The problem is that when I rotate the wedges along the outside edge of the hexagon, instead
of them fitting nicely together they split apart. I knew this would happen, what I don't know is
how to fill the gaps with solid material so that I can then UNION the wedges together, then
SUBTRACT the parts to make the holes.
The nearest I can see to do this is to use meshes somehow but I don't know much about them.
I cannot even work out how get the mesh menu on the top ribbon. I can bring up mesh commands
by typing them into command line but I don't know what they all are or do.
Ultimately what I need is the completed hexagon and pentagon shapes, with the correct distance
from centre and correct angle holes, in a single solid shape, that I can save as an .STL file to then
generate CNC code for fabrication.
For those who might have seen my posts before - yes this my homework for my Engineering Course.
The actual subject is "Manage Self in the Engineering Environment". So in case you are wondering
it is basically "if I was a real engineer and ran into this problem - what would I do?" The answer is
ASK SOMEONE! so here I am asking.
I have attached two files below. One is the 2D version of what I need and the other is where I am at
with this problem in 3D. The two critical values are the 24mm from the centre line to the end of the
15.88mm hole, and the 11.992 and 10.135 degree angles. The reason for this accuracy is that in theory,
the same connector plates could be used for a fabricated structure anywhere between 1m and 50m
in diameter - it is fully scaleable, the Strut sizes are an exact ratio of lengths to get the different sizes.
Also in case you are wondering, I have adjusted the precision of some numbers because they are not
critical, so when something says 5mm it may actually be 5.075 because it doesn't matter.
Thanks in advance for your help all.
Cheers
Andrew
Solved! Go to Solution.
Solved by dbroad. Go to Solution.
Study the attached to see if it a result you want.
XLINE added the blue lines for guidelines as to where the solid is. Snapped to points and used M2P to locate xlines centered in gaps.
Top and bottom closed 3dpolylines and lofted
Subtracted the center post.
You can subtract a solid for the other hole and array the result, union for one solid if that is what is needed.

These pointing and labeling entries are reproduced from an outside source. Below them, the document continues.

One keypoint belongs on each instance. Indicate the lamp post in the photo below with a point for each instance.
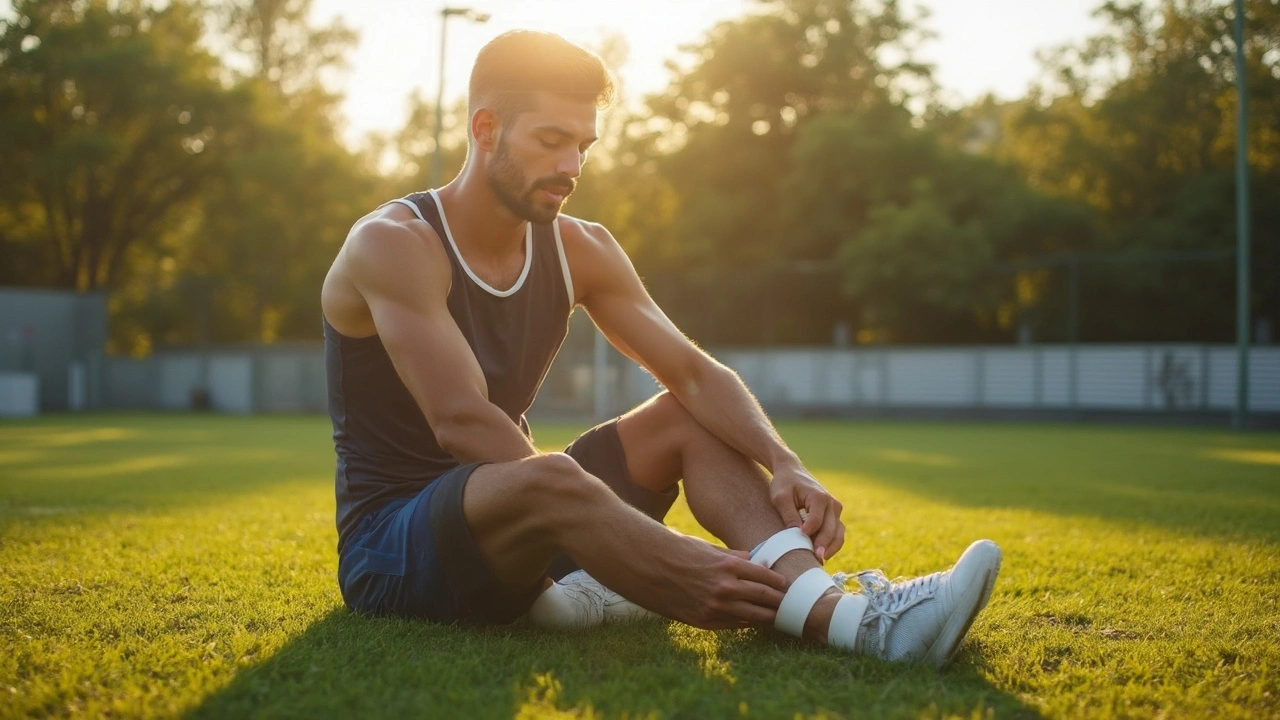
(1242, 226)
(439, 98)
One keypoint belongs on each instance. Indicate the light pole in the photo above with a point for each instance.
(1242, 224)
(439, 98)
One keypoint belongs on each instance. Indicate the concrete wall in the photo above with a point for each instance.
(1155, 378)
(58, 336)
(1139, 378)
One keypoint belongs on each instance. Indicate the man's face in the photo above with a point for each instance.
(540, 154)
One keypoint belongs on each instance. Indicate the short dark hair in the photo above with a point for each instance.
(516, 64)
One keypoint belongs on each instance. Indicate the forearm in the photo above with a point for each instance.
(722, 404)
(484, 434)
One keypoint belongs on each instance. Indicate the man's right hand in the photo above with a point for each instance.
(717, 588)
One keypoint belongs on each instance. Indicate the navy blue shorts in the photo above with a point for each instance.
(415, 556)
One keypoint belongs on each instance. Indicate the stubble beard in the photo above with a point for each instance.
(508, 183)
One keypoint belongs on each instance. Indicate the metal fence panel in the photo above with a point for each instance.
(1008, 378)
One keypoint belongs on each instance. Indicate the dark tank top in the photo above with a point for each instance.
(385, 447)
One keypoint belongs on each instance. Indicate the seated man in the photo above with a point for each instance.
(443, 311)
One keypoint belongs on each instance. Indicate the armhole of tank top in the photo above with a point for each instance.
(419, 213)
(568, 279)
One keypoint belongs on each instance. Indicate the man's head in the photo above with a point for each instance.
(533, 104)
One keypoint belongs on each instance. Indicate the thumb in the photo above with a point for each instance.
(787, 510)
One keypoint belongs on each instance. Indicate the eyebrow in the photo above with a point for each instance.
(562, 132)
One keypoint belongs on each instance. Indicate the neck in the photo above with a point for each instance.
(478, 218)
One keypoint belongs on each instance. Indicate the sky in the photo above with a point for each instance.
(979, 46)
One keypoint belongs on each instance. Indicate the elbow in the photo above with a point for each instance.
(696, 374)
(456, 431)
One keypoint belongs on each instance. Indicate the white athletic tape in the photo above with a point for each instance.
(800, 598)
(778, 545)
(845, 620)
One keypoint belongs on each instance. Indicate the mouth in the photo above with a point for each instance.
(554, 195)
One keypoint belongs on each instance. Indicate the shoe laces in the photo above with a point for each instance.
(887, 601)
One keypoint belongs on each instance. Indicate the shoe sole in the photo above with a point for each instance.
(949, 642)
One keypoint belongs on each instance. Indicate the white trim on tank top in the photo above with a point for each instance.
(568, 279)
(490, 290)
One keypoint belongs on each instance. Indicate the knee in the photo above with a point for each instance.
(556, 477)
(677, 427)
(671, 414)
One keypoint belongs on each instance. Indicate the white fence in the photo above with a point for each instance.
(1125, 378)
(1144, 378)
(254, 379)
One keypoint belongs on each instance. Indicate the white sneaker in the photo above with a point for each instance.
(580, 601)
(926, 619)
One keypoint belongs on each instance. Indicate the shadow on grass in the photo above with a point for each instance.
(110, 463)
(1206, 482)
(346, 665)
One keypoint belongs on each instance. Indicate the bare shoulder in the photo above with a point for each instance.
(388, 254)
(585, 236)
(391, 241)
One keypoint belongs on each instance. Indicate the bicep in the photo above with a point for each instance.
(406, 291)
(629, 318)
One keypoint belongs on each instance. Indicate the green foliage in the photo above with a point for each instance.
(721, 137)
(182, 565)
(113, 124)
(1139, 122)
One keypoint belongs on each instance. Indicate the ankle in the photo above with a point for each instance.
(818, 624)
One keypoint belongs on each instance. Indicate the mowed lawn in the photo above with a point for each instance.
(184, 565)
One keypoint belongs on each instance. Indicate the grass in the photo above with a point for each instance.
(184, 565)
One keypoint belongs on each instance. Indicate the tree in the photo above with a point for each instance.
(113, 124)
(1139, 122)
(718, 142)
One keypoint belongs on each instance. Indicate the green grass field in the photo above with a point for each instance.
(184, 565)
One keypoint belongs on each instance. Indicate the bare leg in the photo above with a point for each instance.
(727, 492)
(524, 514)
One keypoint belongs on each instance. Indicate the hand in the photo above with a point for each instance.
(717, 588)
(803, 502)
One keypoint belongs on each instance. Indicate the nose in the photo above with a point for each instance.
(570, 164)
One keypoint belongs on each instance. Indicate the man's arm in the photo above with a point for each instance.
(617, 301)
(403, 277)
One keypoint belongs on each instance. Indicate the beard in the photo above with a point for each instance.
(508, 183)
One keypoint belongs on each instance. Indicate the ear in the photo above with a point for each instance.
(485, 127)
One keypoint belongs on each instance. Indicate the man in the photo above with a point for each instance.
(444, 310)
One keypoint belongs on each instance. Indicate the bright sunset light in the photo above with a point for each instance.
(979, 45)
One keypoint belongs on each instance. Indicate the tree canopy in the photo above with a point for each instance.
(796, 182)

It looks like you are a student, so I will limit my answer to items that won't do the work for you.
Hi All,
It was a bit of a Saga, but after a software upgrade to AutoCAD Mechanical 2022, I started from
scratch and completely re-drew both components. Even that was a problem as I then had to
export them to 3D printable (.stl files) and CNC readable (.stp files). For those interested, the final
products are below.
Thanks again Community for your help.